アルトが襲いかかってきた瞬間、秋也は全身の毛がバリバリと逆立つほど、その脳内一杯に危険を感じていた。
「……ッ」
その直感を受け、体が勝手に動く。とっさに構えた刀でアルトの初弾をギリギリ止め――たつもりだったが、気が付けば秋也は壁に叩き付けられていた。
「……げほっ!?」
何が起こったか分からず、秋也はゲホゲホと咳き込む。
「おいおい、トロくせえな? そんなにノロマだったか?」
アルトとの距離はこの時、3、4メートルほど離れていた。
(見えなかった……! 変だな、ここまで強くなるなんて?)
どうにか態勢を整え直し、今度は秋也が、アルトへと斬りかかった。
「りゃああッ!」
刀に火を灯し、自分が出せるであろう最高速度で振りかぶったが、刀は赤い軌跡を残して空を切るだけだった。
「ひっひ、どこ狙ってんだ?」「……!」
ぐい、と襟をつかまれ、引っ張られると同時に足払いをかけられて、秋也の視界が180度縦回転する。
「何だよ、これでおしまいか?」
間延びしたアルトの声が聞こえてくる。
秋也はこれから来る攻撃を察知し、両手を後頭部に回した。
「そーら、……よぉッ!」
ボキボキと音を立て、秋也の左手の甲が砕ける。しかしそれでも威力を殺し切れず、首に嫌な痛みが走った。
「がっ、あ、……あ、っ」
床を二度、三度跳ね、秋也はまた壁際に飛ばされた。
「はあっ、……はあっ、はあっ」
たった二回の攻撃で、既に秋也の視界は赤黒く染まっている。
(お、おかしい、強すぎる……。ほんの3日前、戦った時は、こんな、強さじゃ)
どうにか立ち上がろうとしたが、膝の力ががくんと抜け、体勢を大きく崩す。
秋也とアルトの力量差は、明らかに前回と逆転していた。
「っかしいな……?」
だが、それでもアルトにとっては満足いく状態ではないらしかった。
「今の一撃でお前の脳みそ、半分くらいぶっちゃけるはずだったんだがな。……いや、初弾の時点で、真っ二つにブッ千切るつもりだったんだけどな。
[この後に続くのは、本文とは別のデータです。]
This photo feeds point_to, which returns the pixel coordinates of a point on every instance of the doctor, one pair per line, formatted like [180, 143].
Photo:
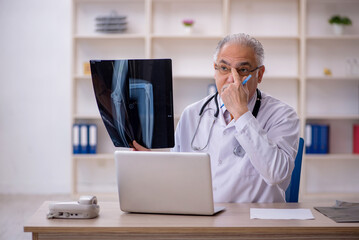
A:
[252, 138]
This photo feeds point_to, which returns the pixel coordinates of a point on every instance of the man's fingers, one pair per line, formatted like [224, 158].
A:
[236, 77]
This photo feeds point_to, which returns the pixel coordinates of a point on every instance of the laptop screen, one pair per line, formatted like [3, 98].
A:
[135, 100]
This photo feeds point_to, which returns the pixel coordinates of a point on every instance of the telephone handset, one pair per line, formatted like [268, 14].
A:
[85, 207]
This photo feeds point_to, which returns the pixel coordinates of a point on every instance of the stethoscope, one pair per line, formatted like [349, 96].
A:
[238, 151]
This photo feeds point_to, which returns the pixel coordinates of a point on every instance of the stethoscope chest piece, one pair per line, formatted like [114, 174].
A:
[239, 151]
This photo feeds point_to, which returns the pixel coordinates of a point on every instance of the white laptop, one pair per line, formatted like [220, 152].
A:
[165, 182]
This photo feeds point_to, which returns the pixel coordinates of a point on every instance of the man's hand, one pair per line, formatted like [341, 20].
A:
[235, 96]
[138, 147]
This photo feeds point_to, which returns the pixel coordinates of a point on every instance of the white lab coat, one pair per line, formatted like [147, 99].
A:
[270, 142]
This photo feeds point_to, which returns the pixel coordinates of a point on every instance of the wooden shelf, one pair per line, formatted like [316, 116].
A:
[329, 37]
[332, 78]
[183, 36]
[87, 117]
[331, 117]
[109, 36]
[98, 156]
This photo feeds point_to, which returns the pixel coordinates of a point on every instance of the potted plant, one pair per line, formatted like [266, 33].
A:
[338, 23]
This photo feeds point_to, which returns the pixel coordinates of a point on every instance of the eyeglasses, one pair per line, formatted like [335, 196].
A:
[242, 71]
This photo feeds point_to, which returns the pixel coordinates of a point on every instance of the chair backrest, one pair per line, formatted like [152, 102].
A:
[292, 192]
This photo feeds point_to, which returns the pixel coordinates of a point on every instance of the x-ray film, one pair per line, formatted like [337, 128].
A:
[135, 100]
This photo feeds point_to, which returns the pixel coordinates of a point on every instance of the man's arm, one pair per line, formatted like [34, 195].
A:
[271, 152]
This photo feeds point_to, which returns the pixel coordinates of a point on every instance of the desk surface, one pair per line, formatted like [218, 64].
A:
[234, 220]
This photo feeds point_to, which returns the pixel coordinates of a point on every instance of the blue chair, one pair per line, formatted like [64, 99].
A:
[292, 192]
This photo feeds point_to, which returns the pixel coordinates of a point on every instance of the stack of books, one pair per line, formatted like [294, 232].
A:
[112, 23]
[316, 139]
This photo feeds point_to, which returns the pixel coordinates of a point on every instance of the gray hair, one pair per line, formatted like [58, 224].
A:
[244, 40]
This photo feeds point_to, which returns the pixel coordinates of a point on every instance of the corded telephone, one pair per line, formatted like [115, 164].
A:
[85, 207]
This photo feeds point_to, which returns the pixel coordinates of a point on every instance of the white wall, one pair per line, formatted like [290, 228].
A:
[35, 96]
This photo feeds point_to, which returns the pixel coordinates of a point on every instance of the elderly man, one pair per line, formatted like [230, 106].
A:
[252, 138]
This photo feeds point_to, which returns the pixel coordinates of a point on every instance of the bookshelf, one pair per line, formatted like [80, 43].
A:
[298, 44]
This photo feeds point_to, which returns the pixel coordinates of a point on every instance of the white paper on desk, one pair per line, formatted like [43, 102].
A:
[273, 213]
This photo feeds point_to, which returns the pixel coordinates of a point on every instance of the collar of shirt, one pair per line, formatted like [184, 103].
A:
[251, 103]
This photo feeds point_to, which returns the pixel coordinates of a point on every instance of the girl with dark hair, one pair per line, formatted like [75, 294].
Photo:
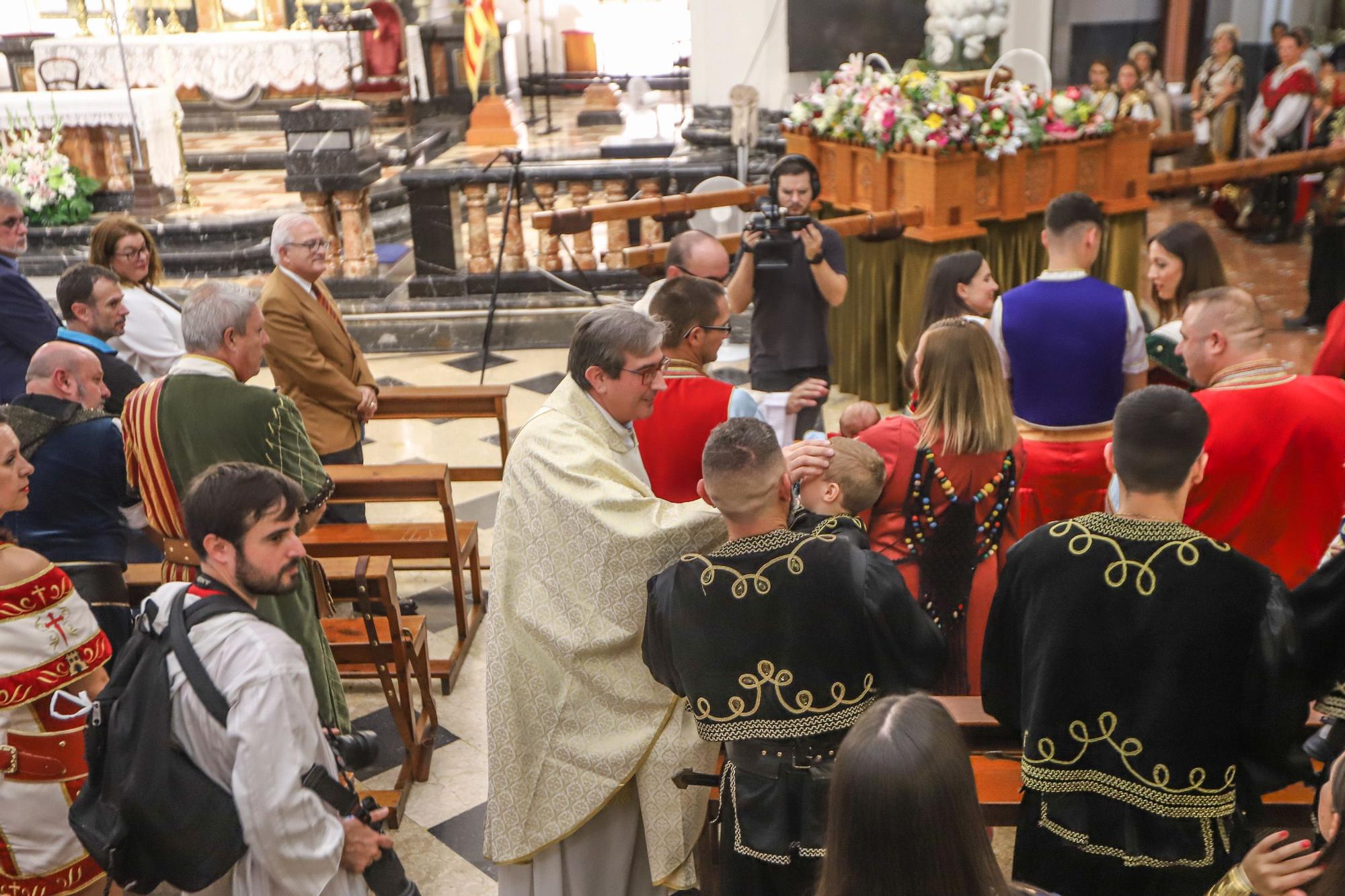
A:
[903, 813]
[960, 286]
[1183, 260]
[949, 509]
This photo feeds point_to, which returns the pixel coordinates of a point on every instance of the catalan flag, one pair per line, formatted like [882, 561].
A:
[481, 41]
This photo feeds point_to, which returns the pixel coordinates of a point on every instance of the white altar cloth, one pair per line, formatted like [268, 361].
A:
[155, 108]
[225, 64]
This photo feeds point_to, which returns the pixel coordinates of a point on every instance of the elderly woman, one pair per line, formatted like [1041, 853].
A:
[153, 341]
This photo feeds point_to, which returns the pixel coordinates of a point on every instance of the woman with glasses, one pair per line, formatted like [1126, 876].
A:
[153, 341]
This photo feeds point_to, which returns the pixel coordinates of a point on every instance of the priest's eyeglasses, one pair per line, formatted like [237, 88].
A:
[649, 372]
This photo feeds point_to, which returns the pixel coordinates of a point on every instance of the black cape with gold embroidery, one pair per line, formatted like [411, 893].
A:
[778, 637]
[1151, 673]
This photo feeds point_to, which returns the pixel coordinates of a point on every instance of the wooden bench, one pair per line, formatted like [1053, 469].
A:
[410, 544]
[435, 403]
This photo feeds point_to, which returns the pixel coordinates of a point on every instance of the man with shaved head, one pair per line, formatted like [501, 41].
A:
[79, 485]
[779, 641]
[1276, 483]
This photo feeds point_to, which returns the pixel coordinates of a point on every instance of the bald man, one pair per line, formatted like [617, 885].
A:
[692, 252]
[1276, 483]
[79, 485]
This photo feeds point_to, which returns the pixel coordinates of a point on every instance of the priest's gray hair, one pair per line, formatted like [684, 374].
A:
[283, 232]
[605, 337]
[210, 310]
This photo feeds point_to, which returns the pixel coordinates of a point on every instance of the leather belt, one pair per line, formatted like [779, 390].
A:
[44, 758]
[771, 758]
[181, 552]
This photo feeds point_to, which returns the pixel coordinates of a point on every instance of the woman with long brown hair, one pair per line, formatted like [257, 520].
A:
[949, 509]
[903, 817]
[1183, 260]
[153, 341]
[49, 643]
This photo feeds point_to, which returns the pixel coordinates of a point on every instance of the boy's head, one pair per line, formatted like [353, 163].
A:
[851, 485]
[1159, 442]
[857, 417]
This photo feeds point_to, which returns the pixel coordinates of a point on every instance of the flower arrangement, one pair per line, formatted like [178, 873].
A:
[965, 34]
[53, 192]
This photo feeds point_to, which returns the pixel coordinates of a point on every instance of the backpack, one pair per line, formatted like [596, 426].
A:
[147, 814]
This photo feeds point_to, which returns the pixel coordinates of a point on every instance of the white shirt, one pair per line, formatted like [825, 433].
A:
[1136, 358]
[294, 838]
[154, 334]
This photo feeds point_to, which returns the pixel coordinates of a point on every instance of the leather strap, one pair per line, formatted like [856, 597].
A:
[42, 758]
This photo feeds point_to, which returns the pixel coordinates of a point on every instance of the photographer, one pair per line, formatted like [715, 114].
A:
[792, 268]
[241, 521]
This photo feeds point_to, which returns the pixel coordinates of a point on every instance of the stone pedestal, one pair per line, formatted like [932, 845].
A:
[494, 123]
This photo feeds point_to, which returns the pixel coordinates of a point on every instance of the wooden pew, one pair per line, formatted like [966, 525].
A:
[453, 540]
[143, 579]
[434, 403]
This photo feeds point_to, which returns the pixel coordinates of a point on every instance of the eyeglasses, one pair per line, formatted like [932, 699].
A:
[315, 245]
[727, 329]
[650, 372]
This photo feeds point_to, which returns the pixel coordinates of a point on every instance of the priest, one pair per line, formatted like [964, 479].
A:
[1276, 485]
[583, 741]
[779, 641]
[1151, 671]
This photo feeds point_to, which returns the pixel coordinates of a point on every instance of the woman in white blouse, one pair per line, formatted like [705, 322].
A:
[153, 341]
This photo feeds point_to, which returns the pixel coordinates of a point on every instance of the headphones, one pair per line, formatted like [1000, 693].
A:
[806, 163]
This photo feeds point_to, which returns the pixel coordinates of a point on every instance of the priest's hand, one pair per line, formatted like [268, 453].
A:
[1280, 870]
[364, 845]
[808, 458]
[806, 395]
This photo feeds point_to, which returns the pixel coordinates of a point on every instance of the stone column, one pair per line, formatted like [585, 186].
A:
[478, 233]
[548, 247]
[358, 255]
[580, 196]
[618, 235]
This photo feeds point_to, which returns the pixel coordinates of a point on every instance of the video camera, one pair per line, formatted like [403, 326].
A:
[775, 248]
[387, 876]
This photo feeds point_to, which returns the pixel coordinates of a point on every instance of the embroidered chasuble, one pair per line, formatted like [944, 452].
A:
[1148, 669]
[572, 712]
[197, 416]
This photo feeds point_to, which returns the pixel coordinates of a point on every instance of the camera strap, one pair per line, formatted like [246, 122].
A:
[180, 623]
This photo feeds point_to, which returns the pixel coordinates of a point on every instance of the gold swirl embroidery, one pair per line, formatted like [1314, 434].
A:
[1128, 748]
[767, 674]
[1118, 571]
[757, 580]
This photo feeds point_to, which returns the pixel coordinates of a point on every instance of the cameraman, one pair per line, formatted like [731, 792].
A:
[792, 303]
[241, 522]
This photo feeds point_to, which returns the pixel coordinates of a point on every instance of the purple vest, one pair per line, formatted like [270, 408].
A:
[1066, 343]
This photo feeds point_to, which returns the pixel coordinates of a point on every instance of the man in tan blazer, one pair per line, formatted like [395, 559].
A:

何で俺の速さに付いて来られる? 何で俺の力を受け止められる? 超人になったはずのこの俺に、お前はどうして対応できるんだ?」
「ちょ、う、じん……?」
声もまともに張れないほどダメージを負った秋也に、アルトはニヤニヤと笑って見せる。
「そうさ。俺は超人になった。だからこそお前と、対等以上に戦えるんだぜ。
ほれ、もっかい来てみろよ、シュウヤ。俺のやさっしーい情けだ、もう一太刀くらいは相手してやんぜ?」
アルトは床に落ちていた秋也の刀を蹴り、秋也のところに寄越す。
「なめ、や、がって……!」
胃から口の中に上っていた血をビチャビチャと吐き、秋也は刀を拾い、構える。
だが既に左手を粉砕骨折しているため、構えたその刀は、ガタガタと揺れている。
「てめー、なんかに、……やられて、たまるか、……ッ」
それでも全身に力をみなぎらせ、秋也はアルトに向かって駆け出した。
「『火閃』ッ!」
振り払った刀から火が撒き散らされ、アルトへ飛んで行く。
しかし、アルトはひょい、と事も無げにそれを避ける。
「……ッ」
秋也はもう一度、薙ぐ。それも避けられる。
「……ぁッ」
もう一度。
「ら……っ」
もう一度。
「は……ぁ」
もう一度。さらにもう一度。立て続けに、振るい続ける。
「……そ……っ、……くそっ、……くそ、ぉ、っ」
やがて、秋也の動きが止まる。
「どうした? もう、来ねえのか?」
「……くそ、……が……、っ」
体がぶるぶると震えだし、上段に構えた刀から火が消える。
「……ごぼ、ぼ、ぼごごっ」
それと同時に、秋也の口からおびただしい血が、泡になって吐き出された。
「……限界か? くくく、ザマぁねえな? 剣士が聞いて呆れるぜ!」
だが、それでも秋也は倒れない。
「……」
ガクガクと足を震わせ、刀を上段に構えたまま、眼だけがギラギラと生気を持って、アルトをにらんでいた。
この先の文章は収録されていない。